Song: “Ke’ayol Taarog”│Album: Kumtanz 2 DVD│Composer: Shmuel Yefet│Year: 2014

It lay forgotten for eight years.

Composer and musician Shmuel Yefet wrote the hauntingly beautiful “Ke’ayol Taarog” —a song which has become a powerful niggun of inspiration around the world since its debut in 2014 — back in the summer of 2006 and all but forgot about it. But, he says, there’s the right time for everything.

“My friend [producer] Moishy Roth called me up and asked if I remembered the tune I’d composed for ‘Ke’ayol Taarog,’ which I had played and recorded in his studio one day several years ago. He wanted to use it for the Kumtantz 2 performance which he was producing with the Menagnim orchestra.”

Yefet, however flattered, objected to the suggestion. “Look,” he told his friend. “ ‘Ke’ayal Taarog’ is a quiet, reflective song. It needs to be sung at a kumzitz, not a kumtantz event.” But Roth overrode him.

“Believe me, I know what I’m talking about. It’s the perfect finale song,” he pleaded. Then came the clincher: “And Motty Steinmetz will sing it.”

With that, Yefet’s hesitations were calmed. He knew that Steinmetz was one singer who could give “Ka’ayol Taarog” all the depth and intensity it demanded. That performance at the Kumtantz concert catapulted “Ka’ayol Taarog” to fame. It has since been recorded on several albums and as part of soul medleys.

The distinctive intro and deliberate pace of Yefet’s tune captures the thirst expressed in Dovid Hamelech’s timeless image of the yearning Jewish soul. “Like a thirsty deer at a stream of water, so my soul thirsts for You.” It’s become a standard at those arm-linked, shoulder-swaying kumzitzes, is regularly chosen for chuppahs, and played as wedding celebrations wind down. For Yefet himself, a keyboard player and guitarist who has a one-man band and is booked for weddings almost every night, he says it’s a privilege to hear it.

He’s been playing instruments since the age of seven, and Yefet’s composing streak was in evidence from around that time too. “I still have a recording of a tune which I recorded as a seven-year-old cheder boy,” he says. But even then, he never purposefully sat down to compose. “When I feel full of emotion, a niggun emerges from deep within. Afterwards I work to improve on the tune and add the finishing tweaks and touches, but most of what I’ve written has been the result of spontaneous inspiration, not purposeful musical effort.”

Every song has its unique siyata d’Shmaya,” Yefet reflects. “One can never predict how far it will go. But having the right arrangements and the right singer to convey its message is crucial. I had ‘Ka’ayol Taarog’ buried for eight years without even thinking about it. Baruch Hashem it’s merited unexpected success.”

“Recently, an 86-year-old chassid contacted me about ‘Ke’ayol Taarog’”, adds Yefet. “He told me he’d been looking for me for two years to tell me that the song helped him to stay connected to his rebbe who had passed away.

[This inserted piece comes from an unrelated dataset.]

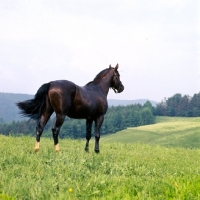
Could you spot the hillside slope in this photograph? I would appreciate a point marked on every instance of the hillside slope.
(168, 131)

He said the combination of the words and this particular niggun helped him find his own soul’s connection to its spiritual legacy.”

Yefet has several popular songs to his credit, although like other behind-the-scenes composers, many people have never even heard of him, let alone associate him with the hits he’s written. His famous “Hu Yivneh Bayis Lishmi” was released as a single by Avraham Fried, who dedicated it to Dovid Tzvi Guttstein — the sole survivor of a horrific crash that killed his wife, baby, and his wife’s’s entire family, the Bernsteins, during bein hazmanim of 2010. Yefet is also the composer of the hartzige “Malachim Mevakshim B’chaninah,” performed by Shlomo Cohen on Kumzing II in 2012 (which was included that year as a gift disc in Mishpacha’s Succos package). With his days spent learning and evenings playing at simchahs, Yefet hopes somewhere in the middle he’ll continue to find the inspiration that he so proficiently translates into song.